In part of my post called “Meta-Thought“, I share how images of WeiQi patterns often pop into my mind when I am talking to people. Not because I am daydreaming, but because my brain is actually translating the ideas of our conversation into shapes and puzzles from the game of WeiQi.
Alissa Greenberg, in her article What’s It Like to See Ideas as Shapes? (The Atlantic) tells the story of a synesthete who sees ideas as shapes. My story is far less bizarre than his, but I wonder if perhaps we all experience synesthesia, albeit some more that others. In my post called The Mountains Breathe, I speak of another common somewhat synesthesia experience I have.
Below are a few quotes from Greenberg’s article to perhaps entice you to give it a quick read:
- synesthesia, a neurological phenomenon that has long been defined as the co-activation of two or more conventionally unrelated senses.
- Jackson sees his thoughts as shapes. Every person he meets, every sentence he reads, and every decision he makes are presented as data points on a kind of continuously moving mental scatter plot, creating figures he compares to constellations.
- When he makes a choice, his gut feelings are visually laid out in front of him.
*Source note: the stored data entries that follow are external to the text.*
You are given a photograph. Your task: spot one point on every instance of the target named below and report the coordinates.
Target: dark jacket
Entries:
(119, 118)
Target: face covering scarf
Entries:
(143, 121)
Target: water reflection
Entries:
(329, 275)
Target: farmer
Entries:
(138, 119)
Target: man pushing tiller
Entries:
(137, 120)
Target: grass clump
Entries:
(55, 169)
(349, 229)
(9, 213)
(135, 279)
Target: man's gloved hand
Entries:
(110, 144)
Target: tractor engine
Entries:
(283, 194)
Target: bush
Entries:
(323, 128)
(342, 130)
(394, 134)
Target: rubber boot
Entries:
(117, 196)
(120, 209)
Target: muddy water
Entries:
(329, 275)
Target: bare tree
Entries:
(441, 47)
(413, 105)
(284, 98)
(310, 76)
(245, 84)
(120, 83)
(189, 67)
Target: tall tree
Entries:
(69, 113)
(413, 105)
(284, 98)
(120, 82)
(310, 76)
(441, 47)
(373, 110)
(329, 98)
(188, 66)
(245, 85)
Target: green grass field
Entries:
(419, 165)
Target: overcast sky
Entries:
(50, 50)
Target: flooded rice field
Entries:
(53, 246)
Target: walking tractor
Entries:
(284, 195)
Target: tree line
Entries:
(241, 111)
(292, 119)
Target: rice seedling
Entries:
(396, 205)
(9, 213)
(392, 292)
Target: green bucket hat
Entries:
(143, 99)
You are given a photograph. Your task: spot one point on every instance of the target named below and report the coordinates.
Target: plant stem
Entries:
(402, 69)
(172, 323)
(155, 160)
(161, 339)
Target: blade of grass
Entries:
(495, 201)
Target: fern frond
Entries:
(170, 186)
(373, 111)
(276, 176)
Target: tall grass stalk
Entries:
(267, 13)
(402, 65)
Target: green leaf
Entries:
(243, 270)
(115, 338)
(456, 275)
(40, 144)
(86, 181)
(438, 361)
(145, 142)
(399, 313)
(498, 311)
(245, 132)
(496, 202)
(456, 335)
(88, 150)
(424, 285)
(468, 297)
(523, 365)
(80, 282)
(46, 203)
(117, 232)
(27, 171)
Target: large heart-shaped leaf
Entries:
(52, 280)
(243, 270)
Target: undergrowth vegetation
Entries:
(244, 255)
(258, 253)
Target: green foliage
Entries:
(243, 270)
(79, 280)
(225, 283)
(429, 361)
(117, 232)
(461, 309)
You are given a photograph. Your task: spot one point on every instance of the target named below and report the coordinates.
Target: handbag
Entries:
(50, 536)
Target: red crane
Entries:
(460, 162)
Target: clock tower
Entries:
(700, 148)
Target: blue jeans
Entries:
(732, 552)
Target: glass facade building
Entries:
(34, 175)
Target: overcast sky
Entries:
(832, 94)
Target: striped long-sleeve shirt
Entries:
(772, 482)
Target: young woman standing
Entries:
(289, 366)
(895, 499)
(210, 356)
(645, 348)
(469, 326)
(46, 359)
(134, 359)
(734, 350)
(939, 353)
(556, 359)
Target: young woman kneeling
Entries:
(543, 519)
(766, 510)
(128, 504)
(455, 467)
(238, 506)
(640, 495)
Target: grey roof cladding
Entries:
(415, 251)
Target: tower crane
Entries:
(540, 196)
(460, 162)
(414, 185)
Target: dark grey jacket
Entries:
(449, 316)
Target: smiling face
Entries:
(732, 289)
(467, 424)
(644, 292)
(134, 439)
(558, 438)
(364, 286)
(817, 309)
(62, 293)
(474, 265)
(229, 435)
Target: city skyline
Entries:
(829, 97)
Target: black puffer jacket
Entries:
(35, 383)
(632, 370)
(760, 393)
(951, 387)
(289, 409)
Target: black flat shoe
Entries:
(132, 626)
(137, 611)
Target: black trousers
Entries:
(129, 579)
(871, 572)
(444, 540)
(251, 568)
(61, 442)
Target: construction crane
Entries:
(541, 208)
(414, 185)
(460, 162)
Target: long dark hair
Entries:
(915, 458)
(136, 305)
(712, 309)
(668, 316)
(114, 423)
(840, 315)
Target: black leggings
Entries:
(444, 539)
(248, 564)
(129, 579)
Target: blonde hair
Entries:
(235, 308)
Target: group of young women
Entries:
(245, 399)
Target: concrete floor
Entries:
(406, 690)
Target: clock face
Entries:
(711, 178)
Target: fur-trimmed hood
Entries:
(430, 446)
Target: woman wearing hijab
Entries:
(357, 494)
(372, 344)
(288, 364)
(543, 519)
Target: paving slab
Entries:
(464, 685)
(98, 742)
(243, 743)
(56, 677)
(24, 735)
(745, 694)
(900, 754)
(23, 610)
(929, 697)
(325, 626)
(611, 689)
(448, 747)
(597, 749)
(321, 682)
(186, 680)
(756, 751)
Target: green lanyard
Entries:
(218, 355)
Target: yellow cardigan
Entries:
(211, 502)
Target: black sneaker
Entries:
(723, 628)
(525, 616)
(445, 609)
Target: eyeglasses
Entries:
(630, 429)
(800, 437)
- A native Californian, Jackson went east to Massachusetts for college—that’s where he met Linscott. From there, he moved to Princeton to study the cognitive science of religion, examining the ways the human mind acquires and shares religious belief. “I wanted to understand how other people thought,” he says.
- Our ideas and our senses are inextricably linked, he says, and that means (at least in the case of synesthesia) that one can’t exist without the other.